Are we going to ban X-Factor or Britain’s got talent because it deludes teenagers in droves into thinking that they will one day be famous and that the dream of making it big will come true? Are we going to ban TV programmes such as Secret Diary of a Call Girl starring Billie Piper because it sells the myth that selling sex is a positive career choice?
Are we planning to ban under-18’s from going on Haj or fasting during Ramadan?
I don’t hear Prosser calling for the banning of Internet pornography that has caused immense damage to teenagers of both sexes. Natasha Walter wrote Living Dolls’ in 2010 in which she interviews Jim who describes his addiction to porn
‘I was about 14 and I would find them and wathc them when I was alone in the house. Constantly. I was unable to think of women except as potential pornography.’ Now an adult he comments that pornography ‘has destroyed my ability to have intimate relationships.’
She cites one recent study in Canada in which it was revealed that ‘90% of boys aged 13 and 14 and 70% of girls the same age had viewed pornography.’
We could take about under-age sex that has led to an alarming rise in STD’s amongst teenagers, binge-drinking, anorexia, and so on all of which are fuelled by images in the media.
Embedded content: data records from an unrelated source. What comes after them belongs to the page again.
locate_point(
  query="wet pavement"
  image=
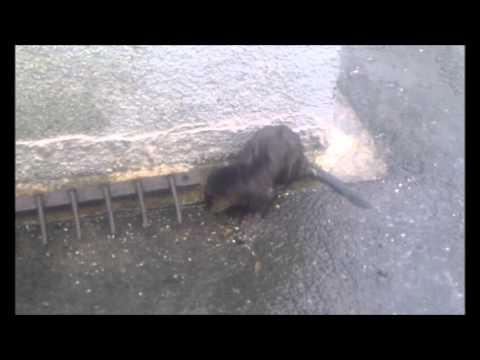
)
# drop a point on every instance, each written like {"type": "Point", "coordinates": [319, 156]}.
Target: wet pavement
{"type": "Point", "coordinates": [314, 253]}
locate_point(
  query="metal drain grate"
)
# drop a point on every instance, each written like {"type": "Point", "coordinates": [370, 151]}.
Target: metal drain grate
{"type": "Point", "coordinates": [107, 193]}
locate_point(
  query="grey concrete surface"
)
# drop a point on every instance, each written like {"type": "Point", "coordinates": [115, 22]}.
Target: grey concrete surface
{"type": "Point", "coordinates": [314, 253]}
{"type": "Point", "coordinates": [84, 112]}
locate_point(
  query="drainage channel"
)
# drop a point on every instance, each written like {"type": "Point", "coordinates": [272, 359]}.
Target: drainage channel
{"type": "Point", "coordinates": [73, 197]}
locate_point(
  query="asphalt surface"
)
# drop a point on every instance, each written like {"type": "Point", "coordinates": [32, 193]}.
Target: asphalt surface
{"type": "Point", "coordinates": [314, 253]}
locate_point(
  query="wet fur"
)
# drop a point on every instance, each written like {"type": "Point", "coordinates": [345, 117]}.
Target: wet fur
{"type": "Point", "coordinates": [273, 156]}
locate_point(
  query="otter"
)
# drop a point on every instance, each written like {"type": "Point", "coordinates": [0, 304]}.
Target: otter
{"type": "Point", "coordinates": [274, 156]}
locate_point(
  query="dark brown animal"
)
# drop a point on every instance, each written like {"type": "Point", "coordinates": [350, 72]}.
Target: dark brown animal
{"type": "Point", "coordinates": [273, 156]}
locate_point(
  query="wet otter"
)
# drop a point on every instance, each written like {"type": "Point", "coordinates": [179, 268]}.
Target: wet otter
{"type": "Point", "coordinates": [273, 156]}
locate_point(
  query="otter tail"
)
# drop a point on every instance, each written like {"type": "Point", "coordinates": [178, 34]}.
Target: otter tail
{"type": "Point", "coordinates": [338, 186]}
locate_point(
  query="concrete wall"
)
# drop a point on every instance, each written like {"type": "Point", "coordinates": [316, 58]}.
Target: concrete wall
{"type": "Point", "coordinates": [92, 113]}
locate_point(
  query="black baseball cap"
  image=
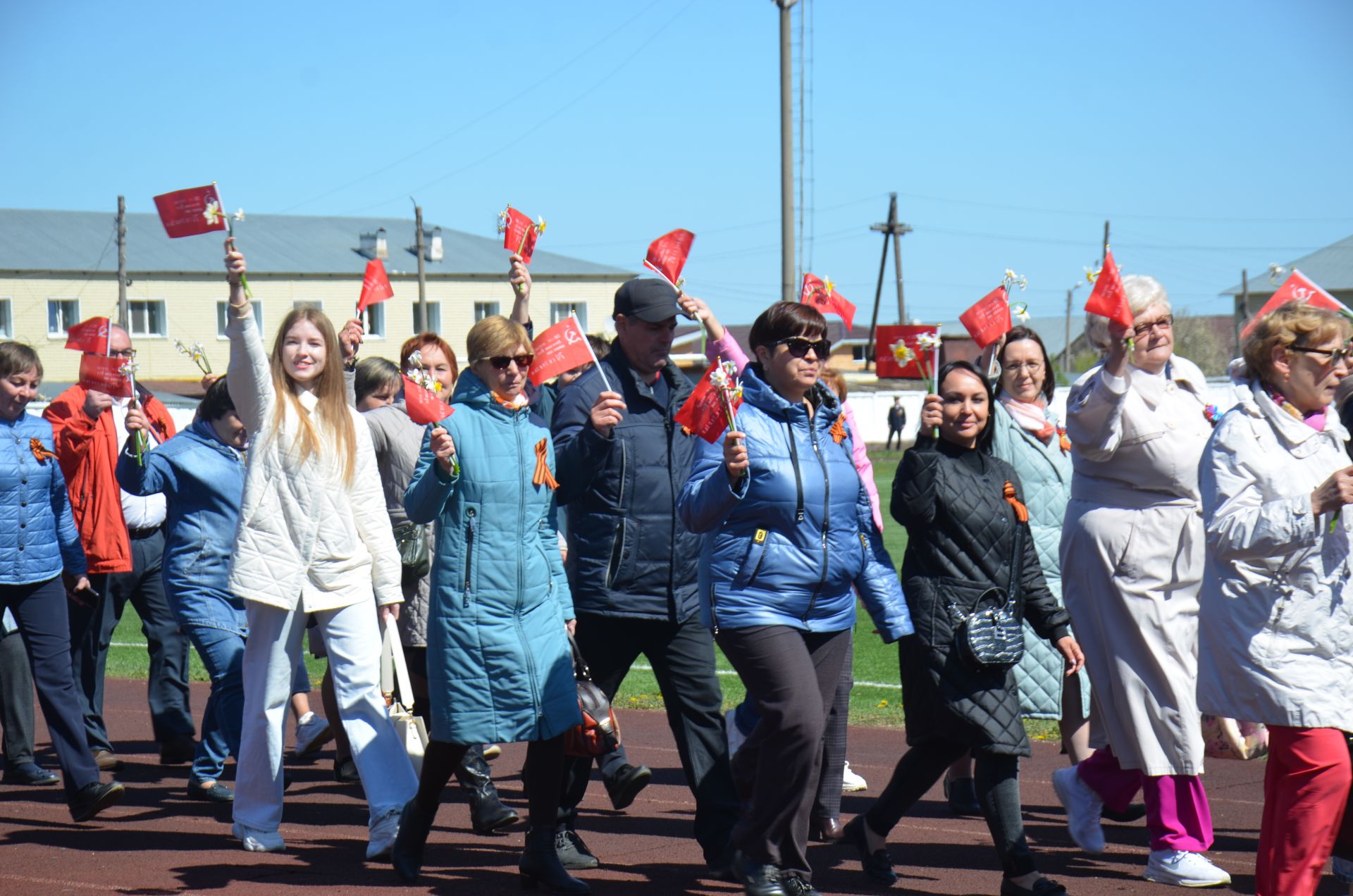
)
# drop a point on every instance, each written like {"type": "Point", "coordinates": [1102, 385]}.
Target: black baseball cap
{"type": "Point", "coordinates": [648, 299]}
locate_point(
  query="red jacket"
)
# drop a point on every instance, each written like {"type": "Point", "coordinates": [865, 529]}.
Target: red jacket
{"type": "Point", "coordinates": [88, 454]}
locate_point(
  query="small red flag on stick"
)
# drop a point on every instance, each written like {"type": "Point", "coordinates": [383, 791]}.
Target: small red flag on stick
{"type": "Point", "coordinates": [103, 374]}
{"type": "Point", "coordinates": [824, 297]}
{"type": "Point", "coordinates": [667, 256]}
{"type": "Point", "coordinates": [989, 318]}
{"type": "Point", "coordinates": [89, 336]}
{"type": "Point", "coordinates": [375, 286]}
{"type": "Point", "coordinates": [1108, 298]}
{"type": "Point", "coordinates": [1298, 287]}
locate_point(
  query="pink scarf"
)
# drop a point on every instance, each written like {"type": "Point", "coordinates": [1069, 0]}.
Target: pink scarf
{"type": "Point", "coordinates": [1032, 416]}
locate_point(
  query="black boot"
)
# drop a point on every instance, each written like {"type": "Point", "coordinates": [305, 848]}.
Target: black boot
{"type": "Point", "coordinates": [414, 827]}
{"type": "Point", "coordinates": [540, 865]}
{"type": "Point", "coordinates": [488, 812]}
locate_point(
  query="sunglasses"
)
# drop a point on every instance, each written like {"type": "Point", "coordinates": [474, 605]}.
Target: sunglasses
{"type": "Point", "coordinates": [798, 347]}
{"type": "Point", "coordinates": [501, 361]}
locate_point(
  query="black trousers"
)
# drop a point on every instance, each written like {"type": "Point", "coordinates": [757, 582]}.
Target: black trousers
{"type": "Point", "coordinates": [682, 657]}
{"type": "Point", "coordinates": [41, 612]}
{"type": "Point", "coordinates": [16, 700]}
{"type": "Point", "coordinates": [996, 778]}
{"type": "Point", "coordinates": [793, 676]}
{"type": "Point", "coordinates": [91, 634]}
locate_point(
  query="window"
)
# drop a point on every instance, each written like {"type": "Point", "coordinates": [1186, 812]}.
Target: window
{"type": "Point", "coordinates": [223, 314]}
{"type": "Point", "coordinates": [559, 310]}
{"type": "Point", "coordinates": [376, 320]}
{"type": "Point", "coordinates": [433, 317]}
{"type": "Point", "coordinates": [61, 316]}
{"type": "Point", "coordinates": [147, 317]}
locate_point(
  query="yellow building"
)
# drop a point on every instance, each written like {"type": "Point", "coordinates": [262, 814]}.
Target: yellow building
{"type": "Point", "coordinates": [58, 268]}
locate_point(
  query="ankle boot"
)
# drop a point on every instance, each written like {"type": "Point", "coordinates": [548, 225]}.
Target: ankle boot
{"type": "Point", "coordinates": [414, 827]}
{"type": "Point", "coordinates": [540, 865]}
{"type": "Point", "coordinates": [488, 812]}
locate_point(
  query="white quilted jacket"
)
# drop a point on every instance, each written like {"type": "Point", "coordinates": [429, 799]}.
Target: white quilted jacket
{"type": "Point", "coordinates": [304, 537]}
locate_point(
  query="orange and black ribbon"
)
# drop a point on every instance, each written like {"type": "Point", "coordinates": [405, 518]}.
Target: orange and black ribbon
{"type": "Point", "coordinates": [543, 475]}
{"type": "Point", "coordinates": [1020, 511]}
{"type": "Point", "coordinates": [39, 451]}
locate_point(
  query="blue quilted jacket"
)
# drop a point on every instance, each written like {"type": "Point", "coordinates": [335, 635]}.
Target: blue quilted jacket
{"type": "Point", "coordinates": [38, 537]}
{"type": "Point", "coordinates": [795, 540]}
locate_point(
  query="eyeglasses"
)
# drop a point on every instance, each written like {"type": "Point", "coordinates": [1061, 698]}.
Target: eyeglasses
{"type": "Point", "coordinates": [501, 361]}
{"type": "Point", "coordinates": [798, 347]}
{"type": "Point", "coordinates": [1164, 323]}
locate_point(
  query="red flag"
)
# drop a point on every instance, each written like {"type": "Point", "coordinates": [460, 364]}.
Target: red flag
{"type": "Point", "coordinates": [989, 318]}
{"type": "Point", "coordinates": [824, 297]}
{"type": "Point", "coordinates": [560, 348]}
{"type": "Point", "coordinates": [1298, 287]}
{"type": "Point", "coordinates": [186, 213]}
{"type": "Point", "coordinates": [89, 336]}
{"type": "Point", "coordinates": [667, 255]}
{"type": "Point", "coordinates": [520, 233]}
{"type": "Point", "coordinates": [375, 286]}
{"type": "Point", "coordinates": [423, 405]}
{"type": "Point", "coordinates": [101, 374]}
{"type": "Point", "coordinates": [1107, 298]}
{"type": "Point", "coordinates": [704, 411]}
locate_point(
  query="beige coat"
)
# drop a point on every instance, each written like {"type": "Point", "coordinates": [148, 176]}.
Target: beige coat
{"type": "Point", "coordinates": [1133, 559]}
{"type": "Point", "coordinates": [304, 536]}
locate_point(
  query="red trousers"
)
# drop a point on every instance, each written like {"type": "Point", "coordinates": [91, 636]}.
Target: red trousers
{"type": "Point", "coordinates": [1306, 787]}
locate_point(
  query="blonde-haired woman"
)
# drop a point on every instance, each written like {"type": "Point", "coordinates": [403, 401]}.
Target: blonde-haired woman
{"type": "Point", "coordinates": [313, 540]}
{"type": "Point", "coordinates": [1132, 559]}
{"type": "Point", "coordinates": [1276, 618]}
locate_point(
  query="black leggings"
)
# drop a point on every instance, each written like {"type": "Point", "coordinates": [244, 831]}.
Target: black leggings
{"type": "Point", "coordinates": [996, 778]}
{"type": "Point", "coordinates": [543, 776]}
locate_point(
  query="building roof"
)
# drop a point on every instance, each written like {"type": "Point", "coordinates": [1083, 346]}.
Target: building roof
{"type": "Point", "coordinates": [1330, 267]}
{"type": "Point", "coordinates": [85, 242]}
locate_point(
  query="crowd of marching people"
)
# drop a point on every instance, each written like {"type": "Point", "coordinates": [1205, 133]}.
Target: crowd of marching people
{"type": "Point", "coordinates": [1123, 571]}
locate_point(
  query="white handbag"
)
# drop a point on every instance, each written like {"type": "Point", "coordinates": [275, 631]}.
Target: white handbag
{"type": "Point", "coordinates": [394, 672]}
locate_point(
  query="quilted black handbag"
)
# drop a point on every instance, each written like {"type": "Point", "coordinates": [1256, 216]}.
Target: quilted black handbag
{"type": "Point", "coordinates": [991, 637]}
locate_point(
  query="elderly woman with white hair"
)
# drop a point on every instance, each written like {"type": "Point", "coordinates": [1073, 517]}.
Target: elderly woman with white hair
{"type": "Point", "coordinates": [1132, 555]}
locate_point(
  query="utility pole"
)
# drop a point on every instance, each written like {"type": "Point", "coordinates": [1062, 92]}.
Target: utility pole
{"type": "Point", "coordinates": [423, 275]}
{"type": "Point", "coordinates": [896, 230]}
{"type": "Point", "coordinates": [786, 156]}
{"type": "Point", "coordinates": [122, 263]}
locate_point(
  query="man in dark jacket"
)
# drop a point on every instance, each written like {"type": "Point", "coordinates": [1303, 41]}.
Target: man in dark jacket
{"type": "Point", "coordinates": [623, 462]}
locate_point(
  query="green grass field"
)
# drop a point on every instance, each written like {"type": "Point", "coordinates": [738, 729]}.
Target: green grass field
{"type": "Point", "coordinates": [877, 699]}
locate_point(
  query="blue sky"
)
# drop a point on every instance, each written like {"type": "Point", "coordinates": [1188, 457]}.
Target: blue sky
{"type": "Point", "coordinates": [1216, 136]}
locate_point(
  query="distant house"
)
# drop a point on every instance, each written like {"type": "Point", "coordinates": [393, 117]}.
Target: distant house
{"type": "Point", "coordinates": [60, 267]}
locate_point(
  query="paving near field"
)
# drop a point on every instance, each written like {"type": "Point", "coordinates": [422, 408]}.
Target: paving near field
{"type": "Point", "coordinates": [157, 842]}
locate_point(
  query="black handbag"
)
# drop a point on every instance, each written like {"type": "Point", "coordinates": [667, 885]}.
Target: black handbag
{"type": "Point", "coordinates": [412, 540]}
{"type": "Point", "coordinates": [991, 635]}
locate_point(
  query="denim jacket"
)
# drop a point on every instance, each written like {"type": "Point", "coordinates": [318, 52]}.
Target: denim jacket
{"type": "Point", "coordinates": [203, 481]}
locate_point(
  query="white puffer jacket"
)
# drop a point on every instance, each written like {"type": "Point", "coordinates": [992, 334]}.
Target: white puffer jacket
{"type": "Point", "coordinates": [304, 536]}
{"type": "Point", "coordinates": [1276, 618]}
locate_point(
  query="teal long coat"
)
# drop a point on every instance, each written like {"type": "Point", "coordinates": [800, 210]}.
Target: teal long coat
{"type": "Point", "coordinates": [498, 661]}
{"type": "Point", "coordinates": [1046, 474]}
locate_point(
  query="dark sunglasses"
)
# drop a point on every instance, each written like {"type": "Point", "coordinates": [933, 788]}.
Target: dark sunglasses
{"type": "Point", "coordinates": [798, 347]}
{"type": "Point", "coordinates": [501, 361]}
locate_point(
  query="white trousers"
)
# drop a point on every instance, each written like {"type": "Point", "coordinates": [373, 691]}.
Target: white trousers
{"type": "Point", "coordinates": [272, 650]}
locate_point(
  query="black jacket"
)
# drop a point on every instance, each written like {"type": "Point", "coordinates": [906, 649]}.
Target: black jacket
{"type": "Point", "coordinates": [628, 554]}
{"type": "Point", "coordinates": [960, 531]}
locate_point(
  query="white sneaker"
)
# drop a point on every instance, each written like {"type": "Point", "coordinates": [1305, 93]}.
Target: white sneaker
{"type": "Point", "coordinates": [853, 783]}
{"type": "Point", "coordinates": [385, 828]}
{"type": "Point", "coordinates": [735, 737]}
{"type": "Point", "coordinates": [1184, 869]}
{"type": "Point", "coordinates": [311, 733]}
{"type": "Point", "coordinates": [256, 841]}
{"type": "Point", "coordinates": [1082, 809]}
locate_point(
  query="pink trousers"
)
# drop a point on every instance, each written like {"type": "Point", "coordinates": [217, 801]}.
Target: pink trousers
{"type": "Point", "coordinates": [1178, 815]}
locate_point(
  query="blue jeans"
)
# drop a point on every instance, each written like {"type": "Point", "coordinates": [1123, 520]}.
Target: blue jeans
{"type": "Point", "coordinates": [223, 655]}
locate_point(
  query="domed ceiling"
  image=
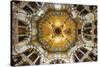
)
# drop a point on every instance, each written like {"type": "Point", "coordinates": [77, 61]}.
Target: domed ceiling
{"type": "Point", "coordinates": [52, 33]}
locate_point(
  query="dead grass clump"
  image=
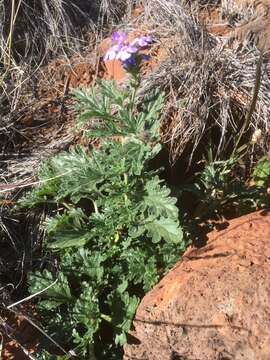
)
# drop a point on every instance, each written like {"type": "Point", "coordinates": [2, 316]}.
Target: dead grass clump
{"type": "Point", "coordinates": [30, 29]}
{"type": "Point", "coordinates": [209, 85]}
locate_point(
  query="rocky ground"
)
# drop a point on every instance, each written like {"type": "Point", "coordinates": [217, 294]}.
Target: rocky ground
{"type": "Point", "coordinates": [214, 303]}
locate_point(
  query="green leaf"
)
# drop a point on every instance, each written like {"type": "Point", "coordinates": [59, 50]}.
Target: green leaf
{"type": "Point", "coordinates": [167, 229]}
{"type": "Point", "coordinates": [158, 201]}
{"type": "Point", "coordinates": [58, 291]}
{"type": "Point", "coordinates": [86, 310]}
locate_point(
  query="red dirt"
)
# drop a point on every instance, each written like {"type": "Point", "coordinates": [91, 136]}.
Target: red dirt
{"type": "Point", "coordinates": [214, 304]}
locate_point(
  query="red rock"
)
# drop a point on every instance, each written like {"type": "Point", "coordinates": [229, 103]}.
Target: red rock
{"type": "Point", "coordinates": [214, 304]}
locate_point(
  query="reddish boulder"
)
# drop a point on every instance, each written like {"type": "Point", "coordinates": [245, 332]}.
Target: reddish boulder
{"type": "Point", "coordinates": [214, 304]}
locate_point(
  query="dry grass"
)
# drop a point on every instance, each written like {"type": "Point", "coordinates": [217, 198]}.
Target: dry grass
{"type": "Point", "coordinates": [209, 84]}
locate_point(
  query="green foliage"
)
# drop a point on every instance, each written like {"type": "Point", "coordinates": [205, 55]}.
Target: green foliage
{"type": "Point", "coordinates": [116, 229]}
{"type": "Point", "coordinates": [220, 188]}
{"type": "Point", "coordinates": [261, 173]}
{"type": "Point", "coordinates": [114, 111]}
We could ban Hollyoaks and Bratz Dolls and lads mags and risqué pop videos, all of which exploit children and teenagers in unacceptable ways and all in the name of making money.
People choose to go on Christian teen-camps and it’s pretty obvious to children and parents alike what you’re going to get. If only the media offered the same choice, sadly not.
But it is Prosser’s second point that is truly alarming.
The real reason he dislikes these camps is that he is intolerant of Christianity. His problem with Christian camps is that they teach orthodox Christianity – shock, horror!
‘The second objection we should have to the Christian teen camp is that the youth lingo and guitar riffs conceal messages that could be damaging to young people.’
‘Could the real “wicked” in Christian teen camps actually be their effects on teens’ emotional wellbeing?’
So at the end of the day Prosser’s argument is essentially ‘I don’t like Christianity’ because of what it teaches and that’s about it. It’s striking that the only aspect of the Christian message he chooses to mention is that one day we will be judged for our actions, which is of course an aspect of Christianity. But that is not at the heart of these camps. The good news of Christianity is that at the heart of the universe is not the cruel indifference proposed by Dawkin’s atheism but a God of incredible love who has loved us in Christ. I wonder what Prosser makes of the sermon on the mount that so inspired Martin Luther King? I wonder whether he thinks it’s damaging to teenagers to hear of a God who because he loved and served us in the death of his son now sends us out into the world to love and serve our communities? Surely there is no more appropriate message for teenagers this summer!
Such articles are well worth reading to Christian teenagers in our churches. It’s good to discuss the strengths and obvious weaknesses of such journalism. The patronizing, condescending tone and the suggestion that the teaching of Christianity should be banned to under-18’s will create a few laughs as well as demonstrating the thinly veiled contempt for a life-changing and community-transforming message.
Like Richard Dawkins such journalism is a great asset to Christians the world over.